Hm, yes the error looks as if the Java side did not notice the new type support, did you restart after installing the KNIME RDKit and Chemistry extensions?

I’m glad that it works now

kienerj · January 30, 2023, 8:58am

Actually the extensions have been installed for a very long tiem but I did upgrade fromn 4.6.3 to 4.7 just a couple days priror. Still I do not think it is related as I have had similar issues before when “playing” with the python snippet that ast some point it is just corrupt and only a restart fixes it.

daria.goldmann · January 31, 2023, 7:56am

Thank you KNIME Team! So looking forward to implementing it!

gcincilla · March 16, 2023, 1:56pm

Thank you @carstenhaubold, this is really a great news!!
Is it possible to run the examples you provided also with the Python Scripts (Lab) node of KNIME Analytics Platform 4.6? I’m asking this because I’ve tried it and it gives me the following error:

ModuleNotFoundError: No module named 'knime'

To run the node I’m using the default Conda environment generated with:

KNIME -> Preferences -> Python (Labs) -> New environment...

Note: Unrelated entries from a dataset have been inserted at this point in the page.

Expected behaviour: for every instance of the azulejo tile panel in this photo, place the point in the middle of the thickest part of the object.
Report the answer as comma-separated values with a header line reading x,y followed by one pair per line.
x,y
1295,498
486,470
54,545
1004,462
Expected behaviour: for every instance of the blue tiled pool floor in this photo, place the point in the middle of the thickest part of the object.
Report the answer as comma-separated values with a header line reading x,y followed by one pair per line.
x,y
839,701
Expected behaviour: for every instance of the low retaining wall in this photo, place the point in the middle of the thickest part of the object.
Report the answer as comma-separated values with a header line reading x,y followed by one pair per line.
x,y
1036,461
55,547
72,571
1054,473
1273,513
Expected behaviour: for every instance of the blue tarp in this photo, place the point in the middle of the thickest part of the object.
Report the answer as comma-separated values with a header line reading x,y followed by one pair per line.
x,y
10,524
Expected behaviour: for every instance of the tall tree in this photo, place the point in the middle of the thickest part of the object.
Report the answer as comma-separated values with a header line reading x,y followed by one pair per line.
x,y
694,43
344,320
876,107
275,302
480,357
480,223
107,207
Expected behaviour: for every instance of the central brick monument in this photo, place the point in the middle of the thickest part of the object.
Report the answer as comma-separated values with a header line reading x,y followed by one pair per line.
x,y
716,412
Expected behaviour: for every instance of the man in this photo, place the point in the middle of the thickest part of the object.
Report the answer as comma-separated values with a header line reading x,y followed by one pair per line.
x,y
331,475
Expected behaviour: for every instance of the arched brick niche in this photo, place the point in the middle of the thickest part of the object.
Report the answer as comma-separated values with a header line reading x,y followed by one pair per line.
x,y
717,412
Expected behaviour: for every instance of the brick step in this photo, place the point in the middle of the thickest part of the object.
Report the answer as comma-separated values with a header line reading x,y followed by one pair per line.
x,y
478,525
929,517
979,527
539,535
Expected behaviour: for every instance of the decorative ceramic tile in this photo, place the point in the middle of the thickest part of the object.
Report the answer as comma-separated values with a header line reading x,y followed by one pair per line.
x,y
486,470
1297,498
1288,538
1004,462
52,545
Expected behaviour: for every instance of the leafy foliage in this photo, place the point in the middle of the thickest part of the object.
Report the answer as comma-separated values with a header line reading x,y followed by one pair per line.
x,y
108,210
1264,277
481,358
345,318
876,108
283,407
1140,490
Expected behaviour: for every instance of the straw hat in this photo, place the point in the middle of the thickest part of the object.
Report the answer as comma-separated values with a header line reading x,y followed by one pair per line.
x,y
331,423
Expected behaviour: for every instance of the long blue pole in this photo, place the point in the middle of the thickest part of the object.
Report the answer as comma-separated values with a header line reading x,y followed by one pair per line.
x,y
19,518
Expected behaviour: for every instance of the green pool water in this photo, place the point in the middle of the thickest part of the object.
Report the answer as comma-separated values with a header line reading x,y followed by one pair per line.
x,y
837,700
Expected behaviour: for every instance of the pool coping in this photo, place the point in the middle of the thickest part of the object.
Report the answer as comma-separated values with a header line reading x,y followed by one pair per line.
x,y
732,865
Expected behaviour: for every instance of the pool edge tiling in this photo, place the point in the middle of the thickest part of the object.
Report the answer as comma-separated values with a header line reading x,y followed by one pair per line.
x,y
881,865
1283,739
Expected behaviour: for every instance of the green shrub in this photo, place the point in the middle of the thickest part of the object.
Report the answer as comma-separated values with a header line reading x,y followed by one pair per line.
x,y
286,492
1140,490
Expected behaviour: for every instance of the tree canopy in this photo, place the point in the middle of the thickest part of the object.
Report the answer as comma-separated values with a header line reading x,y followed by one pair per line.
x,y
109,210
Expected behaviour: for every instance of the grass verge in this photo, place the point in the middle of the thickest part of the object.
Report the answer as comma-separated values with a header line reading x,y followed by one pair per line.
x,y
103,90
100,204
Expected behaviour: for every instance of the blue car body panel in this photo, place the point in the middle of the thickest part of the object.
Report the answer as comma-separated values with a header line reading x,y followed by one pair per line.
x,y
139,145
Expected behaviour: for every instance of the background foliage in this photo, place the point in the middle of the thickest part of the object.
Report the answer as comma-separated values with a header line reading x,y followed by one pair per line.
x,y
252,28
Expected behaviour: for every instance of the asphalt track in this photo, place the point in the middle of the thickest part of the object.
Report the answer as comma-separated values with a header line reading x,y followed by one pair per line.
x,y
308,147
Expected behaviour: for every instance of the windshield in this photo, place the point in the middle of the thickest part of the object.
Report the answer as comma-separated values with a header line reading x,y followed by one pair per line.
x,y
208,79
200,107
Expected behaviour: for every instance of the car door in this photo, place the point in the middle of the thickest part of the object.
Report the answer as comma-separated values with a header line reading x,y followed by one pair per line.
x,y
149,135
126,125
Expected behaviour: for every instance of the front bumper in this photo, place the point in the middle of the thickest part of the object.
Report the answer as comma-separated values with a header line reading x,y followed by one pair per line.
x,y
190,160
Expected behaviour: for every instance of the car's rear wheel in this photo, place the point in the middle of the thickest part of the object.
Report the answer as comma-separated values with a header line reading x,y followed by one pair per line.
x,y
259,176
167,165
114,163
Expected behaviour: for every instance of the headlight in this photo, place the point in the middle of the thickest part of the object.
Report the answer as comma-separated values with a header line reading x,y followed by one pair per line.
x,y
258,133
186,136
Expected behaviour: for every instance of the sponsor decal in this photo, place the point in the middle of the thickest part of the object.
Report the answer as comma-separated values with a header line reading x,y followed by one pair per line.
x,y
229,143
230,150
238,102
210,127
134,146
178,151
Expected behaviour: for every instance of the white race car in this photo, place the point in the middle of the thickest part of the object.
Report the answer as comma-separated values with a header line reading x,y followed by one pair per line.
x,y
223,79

Am I missing something or this is not possible in KNIME 4.6?

carstenhaubold · March 16, 2023, 3:41pm

@gcincilla: unfortunately the RDKit integration does not work with the Python Script (Labs) node in KNIME AP 4.6, there were changes on both sides needed which are only available since KNIME AP 4.7.

One of these changes was cleaning up the structure of the knime Python modules. Those were still called e.g. knime_io (4.6) instead of knime.scripting.io (4.7). All code snippets above are tailored to KNIME >= 4.7.

gcincilla · March 16, 2023, 4:27pm

OK @carstenhaubold, thank you very much for your quick reply!

system · June 14, 2023, 4:28pm

This topic was automatically closed 90 days after the last reply. New replies are no longer allowed.